Washington state Insurance Commissioner Mike Kreidler said Premera Blue Cross of Washington (Premera) should use the bulk of the $390 million tax benefit it announced today to provide enhanced choice and lower costs for its policyholders in Washington’s health insurance market.
According to Premera’s 2017 annual statement, the company will receive previously accumulated tax benefits totaling $390 million. This is due to a change made under the Federal Tax Cut and Jobs Act that requires all Blue Cross Blue Shield companies to claim any previously unused accumulated tax credits.
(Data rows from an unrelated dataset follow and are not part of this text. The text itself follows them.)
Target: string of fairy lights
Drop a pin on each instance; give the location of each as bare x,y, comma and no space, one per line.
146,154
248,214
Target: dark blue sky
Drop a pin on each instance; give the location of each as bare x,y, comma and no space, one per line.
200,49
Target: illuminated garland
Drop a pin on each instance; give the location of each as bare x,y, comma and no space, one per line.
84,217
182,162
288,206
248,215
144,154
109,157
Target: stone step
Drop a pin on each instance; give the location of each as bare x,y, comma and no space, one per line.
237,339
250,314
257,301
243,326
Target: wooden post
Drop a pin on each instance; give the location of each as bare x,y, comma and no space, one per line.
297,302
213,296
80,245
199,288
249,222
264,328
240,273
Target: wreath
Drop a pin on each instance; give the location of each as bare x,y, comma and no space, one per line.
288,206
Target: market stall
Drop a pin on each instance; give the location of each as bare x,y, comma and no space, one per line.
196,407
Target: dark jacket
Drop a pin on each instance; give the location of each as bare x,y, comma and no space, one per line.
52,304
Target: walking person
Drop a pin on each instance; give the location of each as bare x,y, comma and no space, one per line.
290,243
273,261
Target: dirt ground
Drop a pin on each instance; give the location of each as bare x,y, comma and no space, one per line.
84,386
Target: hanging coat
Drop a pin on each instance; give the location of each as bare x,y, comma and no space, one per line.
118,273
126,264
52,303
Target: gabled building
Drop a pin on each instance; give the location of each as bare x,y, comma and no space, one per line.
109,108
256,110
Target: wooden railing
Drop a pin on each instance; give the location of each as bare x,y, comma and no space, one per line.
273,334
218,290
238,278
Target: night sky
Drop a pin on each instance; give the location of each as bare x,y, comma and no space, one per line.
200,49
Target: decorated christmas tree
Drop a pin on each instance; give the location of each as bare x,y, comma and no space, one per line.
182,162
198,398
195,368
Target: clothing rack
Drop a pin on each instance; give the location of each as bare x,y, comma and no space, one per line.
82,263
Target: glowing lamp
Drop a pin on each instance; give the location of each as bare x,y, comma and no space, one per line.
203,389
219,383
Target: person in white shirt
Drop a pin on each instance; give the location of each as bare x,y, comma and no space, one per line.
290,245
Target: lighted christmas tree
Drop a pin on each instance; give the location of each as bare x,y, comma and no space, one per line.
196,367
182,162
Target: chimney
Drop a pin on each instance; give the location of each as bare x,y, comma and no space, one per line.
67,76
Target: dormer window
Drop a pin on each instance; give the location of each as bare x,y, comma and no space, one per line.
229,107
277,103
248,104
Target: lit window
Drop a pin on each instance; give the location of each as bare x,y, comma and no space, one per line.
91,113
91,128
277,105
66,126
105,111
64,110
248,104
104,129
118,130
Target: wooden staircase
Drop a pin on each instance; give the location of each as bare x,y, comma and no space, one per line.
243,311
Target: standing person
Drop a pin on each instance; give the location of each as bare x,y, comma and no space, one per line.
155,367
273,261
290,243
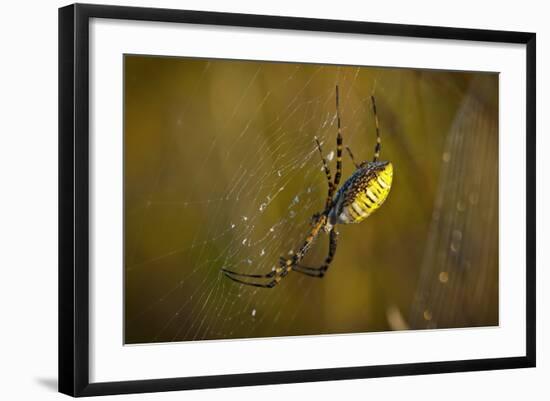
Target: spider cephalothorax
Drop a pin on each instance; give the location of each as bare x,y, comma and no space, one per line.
360,196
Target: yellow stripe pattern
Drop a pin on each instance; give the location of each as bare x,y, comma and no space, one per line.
370,196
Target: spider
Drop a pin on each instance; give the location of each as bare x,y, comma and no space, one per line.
360,195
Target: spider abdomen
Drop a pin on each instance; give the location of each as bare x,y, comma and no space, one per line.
362,194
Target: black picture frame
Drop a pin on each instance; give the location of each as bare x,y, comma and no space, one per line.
74,198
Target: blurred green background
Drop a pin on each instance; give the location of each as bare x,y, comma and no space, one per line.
221,170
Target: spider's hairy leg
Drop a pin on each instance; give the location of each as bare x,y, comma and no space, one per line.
327,173
339,141
278,274
288,263
319,272
377,125
233,273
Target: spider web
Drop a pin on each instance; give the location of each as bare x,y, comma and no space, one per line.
222,171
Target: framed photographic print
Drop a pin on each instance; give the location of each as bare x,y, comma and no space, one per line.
250,199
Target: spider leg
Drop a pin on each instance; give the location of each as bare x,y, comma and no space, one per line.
320,271
271,274
351,157
287,263
339,141
378,141
328,174
269,284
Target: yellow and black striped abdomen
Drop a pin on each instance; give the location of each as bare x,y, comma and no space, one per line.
363,193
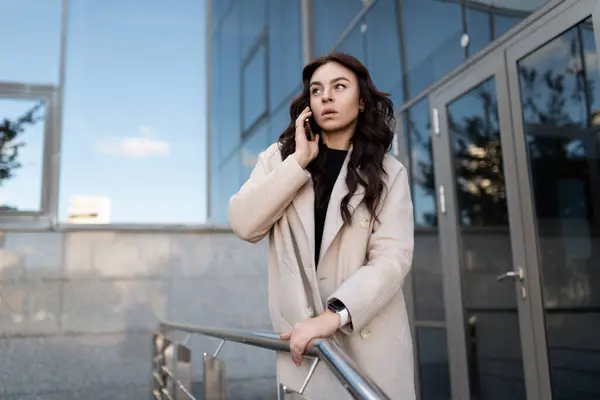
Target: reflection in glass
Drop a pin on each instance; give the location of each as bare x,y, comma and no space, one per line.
134,109
493,339
354,43
331,18
417,133
30,45
559,95
22,124
285,51
254,91
434,370
431,53
382,38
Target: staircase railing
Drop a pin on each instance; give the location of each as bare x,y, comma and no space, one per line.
172,374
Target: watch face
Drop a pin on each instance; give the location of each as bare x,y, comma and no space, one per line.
335,306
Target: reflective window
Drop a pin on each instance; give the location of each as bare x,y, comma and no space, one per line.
354,43
417,133
22,124
331,18
230,181
479,28
559,92
228,110
382,38
253,15
431,53
252,147
278,122
31,40
134,105
433,364
285,51
254,91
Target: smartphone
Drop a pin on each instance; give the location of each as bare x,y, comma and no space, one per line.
310,126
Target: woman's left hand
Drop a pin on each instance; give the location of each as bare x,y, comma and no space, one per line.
321,327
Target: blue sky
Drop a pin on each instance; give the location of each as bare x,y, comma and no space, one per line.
134,103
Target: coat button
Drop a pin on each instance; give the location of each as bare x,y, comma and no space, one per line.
309,311
365,333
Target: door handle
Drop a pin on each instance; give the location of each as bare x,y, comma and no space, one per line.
515,274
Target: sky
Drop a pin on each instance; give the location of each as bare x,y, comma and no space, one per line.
134,106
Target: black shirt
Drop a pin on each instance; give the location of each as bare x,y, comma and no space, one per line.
334,159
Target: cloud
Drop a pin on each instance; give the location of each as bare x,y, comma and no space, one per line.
144,145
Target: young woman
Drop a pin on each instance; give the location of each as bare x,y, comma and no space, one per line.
339,217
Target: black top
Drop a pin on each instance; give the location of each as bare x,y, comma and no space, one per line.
334,159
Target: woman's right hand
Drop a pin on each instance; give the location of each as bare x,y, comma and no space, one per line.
306,150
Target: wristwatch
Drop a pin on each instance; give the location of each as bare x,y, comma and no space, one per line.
340,309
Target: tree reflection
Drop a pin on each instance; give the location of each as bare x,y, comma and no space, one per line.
11,143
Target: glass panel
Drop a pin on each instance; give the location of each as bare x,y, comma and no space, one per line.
255,88
434,372
479,28
30,48
382,38
22,124
230,85
253,16
431,53
331,18
493,342
134,110
559,92
418,140
354,43
285,50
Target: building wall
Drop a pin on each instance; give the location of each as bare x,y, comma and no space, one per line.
77,309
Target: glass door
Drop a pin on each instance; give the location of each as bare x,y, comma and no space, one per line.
555,94
482,232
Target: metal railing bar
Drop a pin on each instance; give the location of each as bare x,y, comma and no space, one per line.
313,367
347,372
359,386
265,340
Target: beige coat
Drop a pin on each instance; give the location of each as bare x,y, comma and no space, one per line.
363,265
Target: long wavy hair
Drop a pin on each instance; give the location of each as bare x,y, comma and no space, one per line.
371,140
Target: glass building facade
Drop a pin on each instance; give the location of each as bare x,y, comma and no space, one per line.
497,124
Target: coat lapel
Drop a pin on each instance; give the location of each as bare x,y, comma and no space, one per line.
304,204
333,219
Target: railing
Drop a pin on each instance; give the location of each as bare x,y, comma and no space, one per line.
172,374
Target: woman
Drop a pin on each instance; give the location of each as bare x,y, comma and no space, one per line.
338,213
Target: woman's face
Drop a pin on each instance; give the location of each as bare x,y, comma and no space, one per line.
334,97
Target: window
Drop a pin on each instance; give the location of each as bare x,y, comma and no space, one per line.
331,18
382,38
134,103
31,41
254,91
24,121
285,51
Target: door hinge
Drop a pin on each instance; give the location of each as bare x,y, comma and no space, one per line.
442,199
436,121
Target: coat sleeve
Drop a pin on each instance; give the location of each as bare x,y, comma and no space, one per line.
389,259
263,198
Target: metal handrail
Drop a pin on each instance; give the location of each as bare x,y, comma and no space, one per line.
354,381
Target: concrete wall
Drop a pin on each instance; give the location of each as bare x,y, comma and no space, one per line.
77,310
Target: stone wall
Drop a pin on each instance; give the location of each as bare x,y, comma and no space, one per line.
77,310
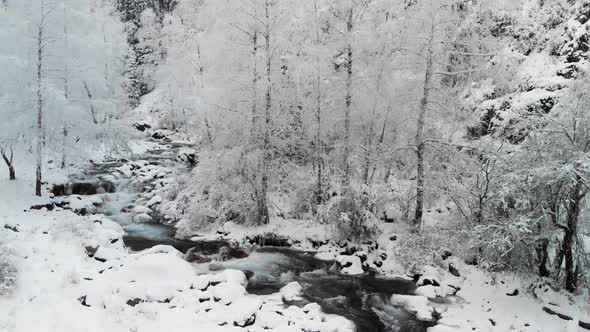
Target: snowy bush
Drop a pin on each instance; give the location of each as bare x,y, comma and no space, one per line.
506,246
8,271
416,250
351,214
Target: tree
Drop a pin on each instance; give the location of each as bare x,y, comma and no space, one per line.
8,157
41,42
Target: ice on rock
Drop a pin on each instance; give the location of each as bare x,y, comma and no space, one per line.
291,292
142,218
417,305
350,264
139,209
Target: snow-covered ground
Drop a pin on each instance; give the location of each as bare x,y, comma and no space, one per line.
74,274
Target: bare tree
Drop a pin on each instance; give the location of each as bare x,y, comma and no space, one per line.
41,42
419,140
8,157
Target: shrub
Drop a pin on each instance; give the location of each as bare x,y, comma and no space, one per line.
8,271
351,215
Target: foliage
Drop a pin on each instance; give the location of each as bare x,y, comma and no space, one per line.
8,271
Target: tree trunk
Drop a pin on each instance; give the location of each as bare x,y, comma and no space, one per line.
348,101
573,213
417,222
92,109
263,203
209,134
40,133
318,115
64,146
9,159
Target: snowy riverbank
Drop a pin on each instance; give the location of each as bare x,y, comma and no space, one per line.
74,274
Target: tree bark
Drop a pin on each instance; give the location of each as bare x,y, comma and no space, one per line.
263,199
319,160
348,101
64,143
573,213
254,85
92,109
418,214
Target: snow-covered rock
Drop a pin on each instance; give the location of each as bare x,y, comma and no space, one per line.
139,209
142,218
291,292
417,305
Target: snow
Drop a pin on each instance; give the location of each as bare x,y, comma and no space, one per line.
354,262
142,218
415,304
483,298
292,291
152,290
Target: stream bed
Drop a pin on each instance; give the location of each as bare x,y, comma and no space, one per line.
364,299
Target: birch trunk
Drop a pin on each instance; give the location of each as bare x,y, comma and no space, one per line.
40,133
254,85
318,115
9,159
263,203
418,214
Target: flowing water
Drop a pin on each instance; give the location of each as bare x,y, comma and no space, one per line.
363,299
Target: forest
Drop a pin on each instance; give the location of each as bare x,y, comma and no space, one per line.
285,165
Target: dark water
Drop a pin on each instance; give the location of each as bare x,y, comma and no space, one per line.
364,299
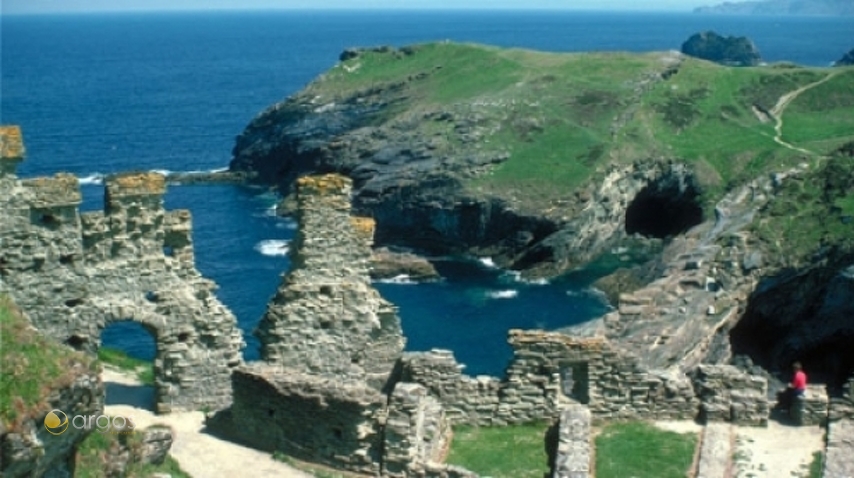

Additional tax changes, including a change to the corporate tax rate, may impact Premera and other insurers at a later date.
“I expect that Premera will live up to its commitment to help stabilize Washington state’s individual health insurance market by using this tax benefit to bolster services and keep premiums as low as possible for consumers,” Kreidler said.
“I welcome their plan to help stabilize the market in our state,” Kreidler added. “I also welcome Premera’s commitment made to me earlier this year to offer health plans in counties in 2019 that might not have any other insurer. I will closely review any premium proposals by Premera and other health insurers for 2019 to determine if they are taking appropriate action to keep costs for consumers as low as possible. I’m confident that Premera will use this tax benefit to help the people of the state of Washington by enhancing their capabilities to improve access and affordability of health insurance in our state – especially in the rural areas.”